Some computers are different, check your manual on that one for this computer. Many, you hold down the DEL key while it is beginning to post, others, F2, F10 or one of the other F keys. I think for yours, you hold down F10 as it begins to boot. If that doesn't work, I will search further.


----------



## jpro (Aug 16, 2007)

yeah none of those worked


----------



## Guest (Dec 11, 2007)

I am seeing that your computer might have a voltage or overheating issue that is preventing from booting normally into Windows. Start up your computer by either tapping the *F1*, *F2*, *F4*, *F6*, *F8*, *F10*, *F11*, *F12*, or *Delete *keys to access the systems BIOS. For the exact information on what key to start up the System BIOS refer back to *Original Manufacturer System Documentation*.

After getting into the BIOS, look for a page that would have something like, eg. PC Health Screen or System Monitoring Page. When you have found a page similar to this post back what the BIOS says for your *temperatures*, *voltages*, and *fan speeds*.


----------



## jpro (Aug 16, 2007)

where can i find the original manufacturer system documentation


----------



## Tumbleweed36 (May 14, 2005)

We don't know the model you have, so a google search for Compaq manuals turned up this page. If you know the model, then you should find it HERE on this google page.


----------



## linderman (May 20, 2005)

your new PSU is only 300 watts ???????????????????


----------



## Tumbleweed36 (May 14, 2005)

jpro said:


> hi i just installed a brand new antec basic atx 500 watt psu an after a minute or soo it shuts down the whole system can any one help


The 300 was his old one, he has just installed the Antec Basic 500.


----------



## jpro (Aug 16, 2007)

my cpu fan speed is 1654 rpm

my system fan speed is 1298 rpm

my cpu temp is 54c/127f

my fan hightemp is 62c

my cpu fan high voltage is 11v

my system fan high voltage is 12v

:wave:i hope thats everything needed any help is appreciated


----------



## Guest (Dec 13, 2007)

That is way to high to be running at idle. Clean the whole PC with a compressed air can, and reapply your thermal paste. I recommend buying Arctic Silver 5 and applying it :smile:


----------



## jpro (Aug 16, 2007)

i never heard of thermal paste where do you apply it


----------



## Guest (Dec 13, 2007)

http://www.arcticsilver.com/arctic_silver_instructions.htm

Since you are applying Arctic Silver, use this guide :smile:


----------



## jpro (Aug 16, 2007)

dos any of that info help with my psu problem:4-dontkno


----------



## Guest (Dec 13, 2007)

Well, that will help the heat issue, but we still need the voltages. Use a multimeter to check the 12V, 5V, 3.3V Lines.


----------



## jpro (Aug 16, 2007)

where do i get that


----------



## Guest (Dec 13, 2007)

You can by that at radioshack, or your local computer vendor.


----------



## jpro (Aug 16, 2007)

sorry about the stupid questions but what exatly does that check for


----------



## Guest (Dec 13, 2007)

No question is ever stupid :smile:, it checks voltages, ohms, well a lot of stuff :grin:


----------



## jpro (Aug 16, 2007)

i think the problem is either the psu isnt compatible with my pc or its broken because my old psu is working fine an i never had a problem before
whats your opinion


----------



## jpro (Aug 16, 2007)

does a psu with v2.01 or v2.0 make a difference does ur pc have too be compatible


----------



## 1 g0t 0wn3d (Jan 31, 2007)

a new psu should be compatable with an old computer, you should rma it or try it in a different computer


----------



## linderman (May 20, 2005)

I would RMA the new PSU just to make sure ? if the new PSU still acts up then your probelm is more in-depth (like bad motherboard voltage regulator)

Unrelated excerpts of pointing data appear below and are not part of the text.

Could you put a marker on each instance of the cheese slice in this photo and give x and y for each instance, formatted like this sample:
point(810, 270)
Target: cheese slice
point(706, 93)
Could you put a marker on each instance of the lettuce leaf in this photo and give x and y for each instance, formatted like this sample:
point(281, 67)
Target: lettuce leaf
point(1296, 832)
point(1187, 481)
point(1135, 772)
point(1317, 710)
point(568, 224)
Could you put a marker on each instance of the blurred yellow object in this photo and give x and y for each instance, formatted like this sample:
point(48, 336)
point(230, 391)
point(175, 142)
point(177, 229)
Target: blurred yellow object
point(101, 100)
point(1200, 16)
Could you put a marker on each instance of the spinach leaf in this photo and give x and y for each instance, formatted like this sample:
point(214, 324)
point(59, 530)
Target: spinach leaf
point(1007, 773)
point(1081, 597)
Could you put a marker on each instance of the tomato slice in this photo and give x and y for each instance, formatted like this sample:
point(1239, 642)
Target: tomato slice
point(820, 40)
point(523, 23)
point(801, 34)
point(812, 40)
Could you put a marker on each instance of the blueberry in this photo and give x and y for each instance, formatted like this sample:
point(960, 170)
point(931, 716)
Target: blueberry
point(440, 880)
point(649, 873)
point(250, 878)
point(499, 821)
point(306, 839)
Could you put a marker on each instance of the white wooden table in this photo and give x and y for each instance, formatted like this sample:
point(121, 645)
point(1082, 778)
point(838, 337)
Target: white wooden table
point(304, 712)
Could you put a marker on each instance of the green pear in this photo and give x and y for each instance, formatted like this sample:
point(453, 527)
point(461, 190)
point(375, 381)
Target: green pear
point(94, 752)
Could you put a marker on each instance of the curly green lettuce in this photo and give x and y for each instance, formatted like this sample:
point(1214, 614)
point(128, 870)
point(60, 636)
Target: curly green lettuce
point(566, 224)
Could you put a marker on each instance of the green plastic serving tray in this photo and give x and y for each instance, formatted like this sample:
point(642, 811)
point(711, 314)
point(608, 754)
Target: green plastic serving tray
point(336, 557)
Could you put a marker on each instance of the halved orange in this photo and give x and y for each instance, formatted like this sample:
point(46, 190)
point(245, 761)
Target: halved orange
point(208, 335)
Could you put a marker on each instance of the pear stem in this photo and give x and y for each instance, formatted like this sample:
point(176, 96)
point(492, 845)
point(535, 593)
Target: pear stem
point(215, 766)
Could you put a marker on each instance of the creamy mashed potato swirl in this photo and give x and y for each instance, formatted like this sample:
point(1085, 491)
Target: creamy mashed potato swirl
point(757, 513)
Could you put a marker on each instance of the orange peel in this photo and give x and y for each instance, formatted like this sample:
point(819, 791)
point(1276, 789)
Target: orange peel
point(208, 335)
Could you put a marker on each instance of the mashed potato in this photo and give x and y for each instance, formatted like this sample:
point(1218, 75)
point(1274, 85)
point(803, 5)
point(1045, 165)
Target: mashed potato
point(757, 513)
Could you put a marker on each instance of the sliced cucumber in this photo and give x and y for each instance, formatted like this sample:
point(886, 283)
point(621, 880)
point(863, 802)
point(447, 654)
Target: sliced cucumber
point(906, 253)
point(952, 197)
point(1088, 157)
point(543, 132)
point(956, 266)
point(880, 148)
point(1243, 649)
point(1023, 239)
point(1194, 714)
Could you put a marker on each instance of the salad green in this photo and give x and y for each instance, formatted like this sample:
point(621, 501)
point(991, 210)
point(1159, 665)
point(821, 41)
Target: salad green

its not normal for a bigger PSU to act up whereas a lesser unit will run! a power supply only delivers whats requiured by the motherboard


----------



## linderman (May 20, 2005)

BTW: did you compare the wiring colors on the new psu motherboard connector when compared along side the new one ????


----------



## jpro (Aug 16, 2007)

is it possible too put the clip in upside down an it wouldnt work:4-dontkno


----------



## linderman (May 20, 2005)

jpro said:


> is it possible too put the clip in upside down an it wouldnt work:4-dontkno





I dont follow your question'; please re-phrase ?


----------



## jpro (Aug 16, 2007)

i mean the 24pin clip that connects too the mother board if its (upside down) meaning the wires arent matching (the colors)will that be the reason it keeps shutting off


----------



## linderman (May 20, 2005)

you must take in hand both connectors >>>>> hold them with the clip pointing downward / hold both new and old motherboard clip in the same direction; if the wire color and locations in the 20/24 pin connector dont match / then YES thats your problem.


you have a proprietary motherboard and PSU 

cheapest solution to that quagmire is motherboard replacement


----------